Decantation conclusion:
If all these tasks are not included in your training and work, be kind enough to define yourself as a "certified oenophile". This is prestigious, respectable, and accurate.

And then you may leave the title of Sommelier to others, as it seems to me in the end can be less prestigious and more average than what you want the world to think of you. You don't want to be seen as a "Beast of Somme" at the end!!!

But then why does Bonde host a Sommelier?

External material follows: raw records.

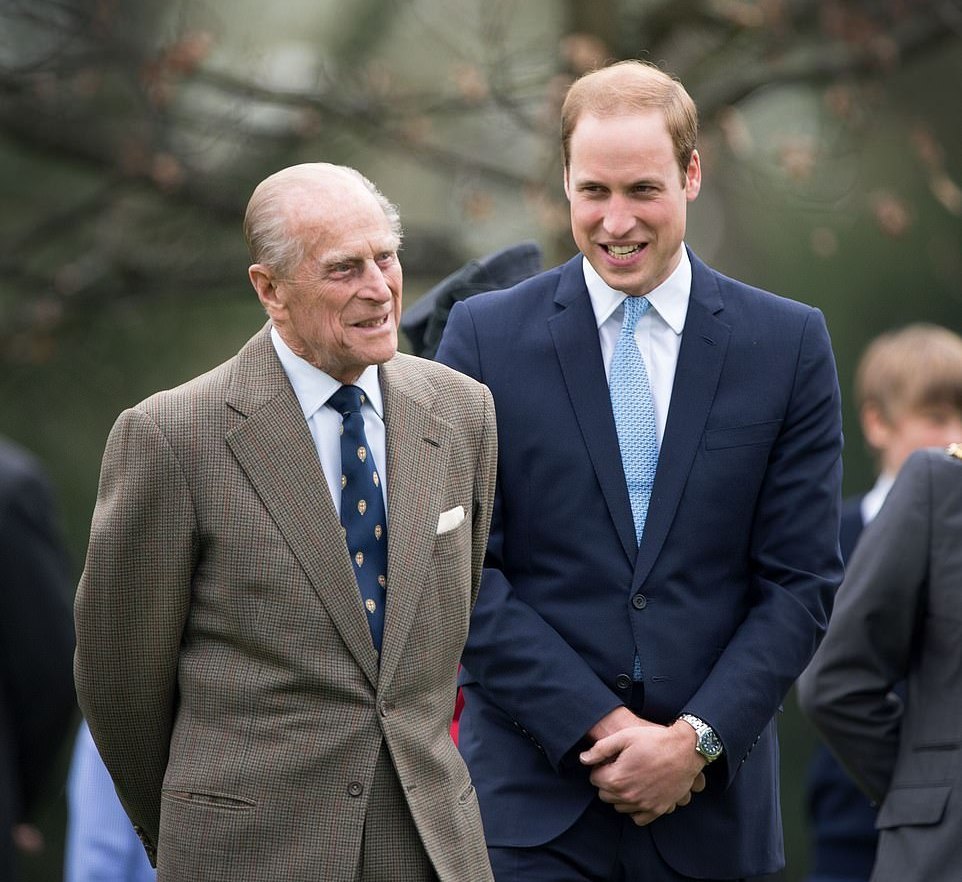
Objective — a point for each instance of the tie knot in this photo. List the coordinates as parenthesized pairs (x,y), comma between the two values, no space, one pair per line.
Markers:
(347,399)
(635,308)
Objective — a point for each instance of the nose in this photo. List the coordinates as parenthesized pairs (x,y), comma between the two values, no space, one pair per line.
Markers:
(619,219)
(374,283)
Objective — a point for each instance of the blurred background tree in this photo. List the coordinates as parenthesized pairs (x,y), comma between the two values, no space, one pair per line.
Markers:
(132,133)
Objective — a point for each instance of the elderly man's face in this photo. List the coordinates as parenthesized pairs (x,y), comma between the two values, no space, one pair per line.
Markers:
(340,308)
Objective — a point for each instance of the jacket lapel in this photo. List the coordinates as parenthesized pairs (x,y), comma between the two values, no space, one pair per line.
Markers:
(273,445)
(418,448)
(575,336)
(700,359)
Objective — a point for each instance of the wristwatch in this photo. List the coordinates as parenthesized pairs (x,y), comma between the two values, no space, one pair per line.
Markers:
(709,744)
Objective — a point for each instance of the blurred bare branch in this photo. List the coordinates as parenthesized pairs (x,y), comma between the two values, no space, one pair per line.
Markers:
(162,133)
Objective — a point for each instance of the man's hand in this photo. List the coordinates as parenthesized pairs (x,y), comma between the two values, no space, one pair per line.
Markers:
(645,770)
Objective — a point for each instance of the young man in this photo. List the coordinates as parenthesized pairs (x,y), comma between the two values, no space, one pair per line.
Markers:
(908,388)
(664,545)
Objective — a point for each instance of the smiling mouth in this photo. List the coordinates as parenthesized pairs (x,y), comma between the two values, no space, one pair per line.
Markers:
(621,252)
(371,323)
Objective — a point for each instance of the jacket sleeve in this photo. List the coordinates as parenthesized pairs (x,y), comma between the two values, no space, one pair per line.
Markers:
(36,631)
(794,561)
(547,688)
(130,611)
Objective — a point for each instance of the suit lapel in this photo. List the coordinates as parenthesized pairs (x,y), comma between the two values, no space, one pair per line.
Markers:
(275,448)
(575,334)
(703,348)
(418,448)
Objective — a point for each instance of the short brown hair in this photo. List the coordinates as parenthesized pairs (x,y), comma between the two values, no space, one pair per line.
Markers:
(632,86)
(910,369)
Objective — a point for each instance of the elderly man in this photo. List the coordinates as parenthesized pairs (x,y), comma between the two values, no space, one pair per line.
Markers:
(282,564)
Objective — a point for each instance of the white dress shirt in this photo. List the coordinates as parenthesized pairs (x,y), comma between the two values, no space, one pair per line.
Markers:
(313,388)
(658,333)
(872,501)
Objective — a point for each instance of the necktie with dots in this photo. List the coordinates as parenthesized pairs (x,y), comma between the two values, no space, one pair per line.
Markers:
(362,509)
(634,411)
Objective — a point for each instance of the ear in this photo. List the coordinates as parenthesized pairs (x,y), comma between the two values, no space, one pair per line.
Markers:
(267,291)
(693,177)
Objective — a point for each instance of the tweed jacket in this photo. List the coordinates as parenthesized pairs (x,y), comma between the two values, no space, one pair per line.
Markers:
(898,617)
(224,662)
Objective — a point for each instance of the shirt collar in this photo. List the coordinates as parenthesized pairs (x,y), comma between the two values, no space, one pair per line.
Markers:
(872,501)
(669,299)
(313,387)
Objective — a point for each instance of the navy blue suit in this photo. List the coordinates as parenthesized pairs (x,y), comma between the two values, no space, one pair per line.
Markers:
(726,599)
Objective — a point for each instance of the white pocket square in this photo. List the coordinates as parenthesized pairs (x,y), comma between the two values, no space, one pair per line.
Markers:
(450,519)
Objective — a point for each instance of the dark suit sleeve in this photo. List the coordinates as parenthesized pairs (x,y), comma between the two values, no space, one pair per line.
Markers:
(794,558)
(847,688)
(525,665)
(36,630)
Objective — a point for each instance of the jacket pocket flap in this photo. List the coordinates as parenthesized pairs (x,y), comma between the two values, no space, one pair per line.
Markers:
(739,436)
(913,806)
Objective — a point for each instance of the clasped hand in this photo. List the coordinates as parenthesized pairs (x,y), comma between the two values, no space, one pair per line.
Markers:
(642,768)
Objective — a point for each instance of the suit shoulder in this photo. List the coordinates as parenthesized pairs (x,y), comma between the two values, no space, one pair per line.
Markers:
(413,373)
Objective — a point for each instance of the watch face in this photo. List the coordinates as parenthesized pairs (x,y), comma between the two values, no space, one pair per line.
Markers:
(710,744)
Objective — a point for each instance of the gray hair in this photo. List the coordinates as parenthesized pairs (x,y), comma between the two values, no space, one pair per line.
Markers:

A wine merchant (wine store steward) cannot be a sommelier by definition, but a sommelier can become a wine merchant. The advantage for the customer is that the sommelier, in addition to knowing his wines and having made a very curated selection for his customers, can advise you in all your needs and questions to find the best choices food and wine pairing possible. The sommelier does not sell wine, he is there primarily to advise you in a very welcoming space. The sommelier is also an expert for table accessories and especially for wine accessories. Bonde offers you all this and more with themed nights hosted by Bertil. So yes, “Bonde fine wine and accessories” is a boutique of professional sommeliers, and we are proud of it.

Mr. B

*Memorandum: My words and opinions in these newsletters are and would always be personal, and I intend to offend. I always accept that others have the full right and duty to challenge me, to argue, and, if it is necessary, excommunicate me from their beliefs (often dull and hollow) because I would act the same way if it were the other way around.